Ironically, by preventing these suits, H.R. 2037 would be doing mayors a favor. The lawsuits will not reduce crime, poverty, or homelessness, improve the schools, or fill pot holes. Guns are not the cause of our cities’ ills, they are just scapegoats for the mayors’ inability to check crime. If the suits result in a decline in lawful gun ownership, crime and unemployment would likely increase as citizens are left defenseless against criminal violence and industries flee to friendlier and safer business environments.
Before closing, I would like to modestly suggest a few modifications to H.R. 2037 that would help it more efficiently in meet its goal.
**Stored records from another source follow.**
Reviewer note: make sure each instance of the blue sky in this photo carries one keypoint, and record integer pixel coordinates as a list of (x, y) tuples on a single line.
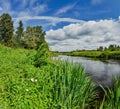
[(69, 24)]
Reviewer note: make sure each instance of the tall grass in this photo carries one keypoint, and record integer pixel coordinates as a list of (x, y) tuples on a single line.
[(112, 96), (71, 88), (59, 85)]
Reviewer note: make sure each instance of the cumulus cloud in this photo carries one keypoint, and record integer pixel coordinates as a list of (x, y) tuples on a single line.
[(85, 35), (50, 20), (65, 9)]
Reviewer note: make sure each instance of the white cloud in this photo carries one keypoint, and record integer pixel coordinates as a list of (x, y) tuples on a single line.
[(5, 5), (86, 35), (65, 9), (51, 20), (39, 9)]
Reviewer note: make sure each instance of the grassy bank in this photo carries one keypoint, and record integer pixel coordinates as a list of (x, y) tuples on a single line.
[(59, 85), (95, 54)]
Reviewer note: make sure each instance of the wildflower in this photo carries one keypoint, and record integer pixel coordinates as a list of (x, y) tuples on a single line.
[(33, 80)]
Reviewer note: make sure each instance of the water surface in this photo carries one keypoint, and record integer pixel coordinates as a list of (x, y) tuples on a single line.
[(100, 71)]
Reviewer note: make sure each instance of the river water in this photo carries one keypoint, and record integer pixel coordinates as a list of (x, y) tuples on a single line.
[(101, 72)]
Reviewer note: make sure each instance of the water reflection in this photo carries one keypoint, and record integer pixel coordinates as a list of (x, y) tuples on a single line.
[(100, 72)]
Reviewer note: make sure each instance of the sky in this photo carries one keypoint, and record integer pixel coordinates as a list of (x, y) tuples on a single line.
[(69, 24)]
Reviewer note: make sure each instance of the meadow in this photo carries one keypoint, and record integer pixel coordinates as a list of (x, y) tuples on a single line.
[(55, 85)]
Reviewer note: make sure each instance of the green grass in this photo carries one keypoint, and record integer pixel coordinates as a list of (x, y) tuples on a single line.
[(58, 85)]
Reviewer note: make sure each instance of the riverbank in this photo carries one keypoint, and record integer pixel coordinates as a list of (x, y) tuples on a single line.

In this information age, it would seem that the U.S. government, like so many state governments have, should enter the age of one stop shopping. In this regard, rather than having each licensed gun manufacturer, wholesaler and retailer contact the Secretary of Commerce to be placed on the list of protected businesses, it would seem more efficient and more secure, for the Bureau of Alcohol, Tobacco and Firearms (BATF) to send its list of licensed firearms brokers, manufacturers, wholesalers and retailers to the Secretary of Commerce. This list could be easily updated as firearms licensees are added or deleted. This would cut down on paperwork for the business sector, should ensure that only licensed business are given immunity from litigation, and remove the need for the Commerce department to check on the legitimacy of a claim for lawsuit immunity.
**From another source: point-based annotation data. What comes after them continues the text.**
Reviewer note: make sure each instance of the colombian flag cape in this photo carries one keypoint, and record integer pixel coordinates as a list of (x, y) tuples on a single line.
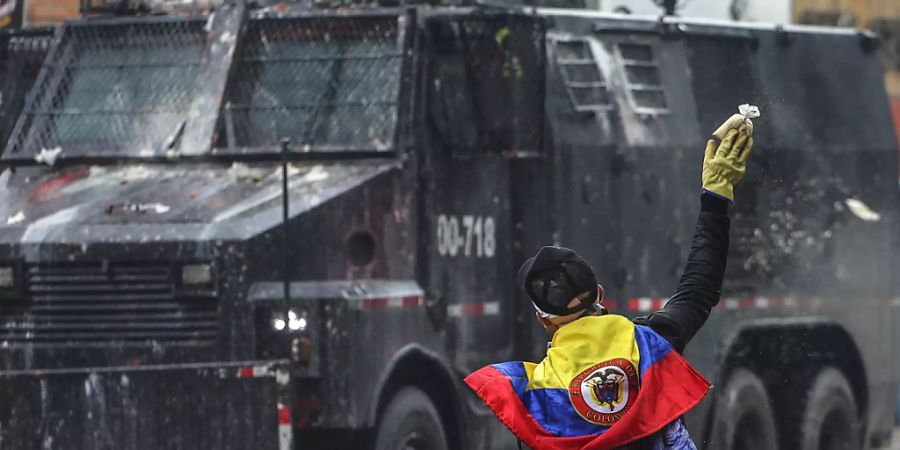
[(604, 383)]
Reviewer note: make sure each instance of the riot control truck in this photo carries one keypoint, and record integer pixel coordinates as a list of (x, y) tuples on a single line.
[(299, 227)]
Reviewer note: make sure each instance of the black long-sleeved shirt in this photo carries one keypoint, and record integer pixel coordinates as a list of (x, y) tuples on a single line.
[(701, 282), (700, 286)]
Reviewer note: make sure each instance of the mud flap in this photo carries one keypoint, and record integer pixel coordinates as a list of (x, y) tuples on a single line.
[(221, 406)]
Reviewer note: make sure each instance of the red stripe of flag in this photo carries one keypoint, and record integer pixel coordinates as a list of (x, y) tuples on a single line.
[(633, 304)]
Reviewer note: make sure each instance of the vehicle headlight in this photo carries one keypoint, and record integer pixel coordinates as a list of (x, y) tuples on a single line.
[(196, 274), (7, 277), (294, 321)]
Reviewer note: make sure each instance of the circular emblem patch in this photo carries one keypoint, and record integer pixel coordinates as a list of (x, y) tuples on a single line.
[(603, 392)]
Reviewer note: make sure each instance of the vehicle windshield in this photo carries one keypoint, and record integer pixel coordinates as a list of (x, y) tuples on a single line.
[(168, 87), (329, 83)]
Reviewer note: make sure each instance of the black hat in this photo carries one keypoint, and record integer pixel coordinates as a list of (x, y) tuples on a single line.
[(556, 276)]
Whether the responsibility for notifying the Secretary of Commerce remains, as at present, with the firearms businesses or, as I have suggested, with the BATF, language should be included in the law limiting the amount of time the Secretary is allowed before listing an immune business. Without actual language specifying how long the Secretary has to list licensed dealers (14 days, 30 days, etc.), an administration, less sympathetic to the plight of gun owners and the gun industry than the present administration might be slow in updating the list — leaving unlisted businesses open to suits in the meantime. I propose that the language go farther and hold the department and the Secretary himself/herself fiscally liable for any court costs or damages incurred by a licensed party in the gun trade during the time between the responsible party notifies the Secretary of Commerce of their immune status and the Secretary listing such status.
In addition, under section 13, (c) (3), I would change the language of (a) to read "as a result of harm caused by criminal, other unlawful misuse, suicide or negligence of such a firearm or ammunition product by any other person." I would argue that there is no more excuse for holding licensed firearms businesses, operating within the bounds of the law, responsible for negligent or suicidal firearms use than for criminal misuse. While this may seem common sense, I would argue that, absent actual legislative language forbidding such suits, trial lawyers and gun control organizations might try to convince citizens, local, state and the federal government that this is a loophole in the law which they can exploit.
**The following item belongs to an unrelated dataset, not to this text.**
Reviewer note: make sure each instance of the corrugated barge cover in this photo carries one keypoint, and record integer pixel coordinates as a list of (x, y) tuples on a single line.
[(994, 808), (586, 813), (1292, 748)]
Finally, though this is beyond the scope of this particular piece of legislation, I would draft similar legislation that would provide similar liability protection for all legal product. Suits such as these are a threat to any product which might conceivably cause harm through criminal misuse and as such, pose a threat to our current standard of well-being, continued innovation and economic progress.
Thank you for your time and attention. I remain, of course, available for questions.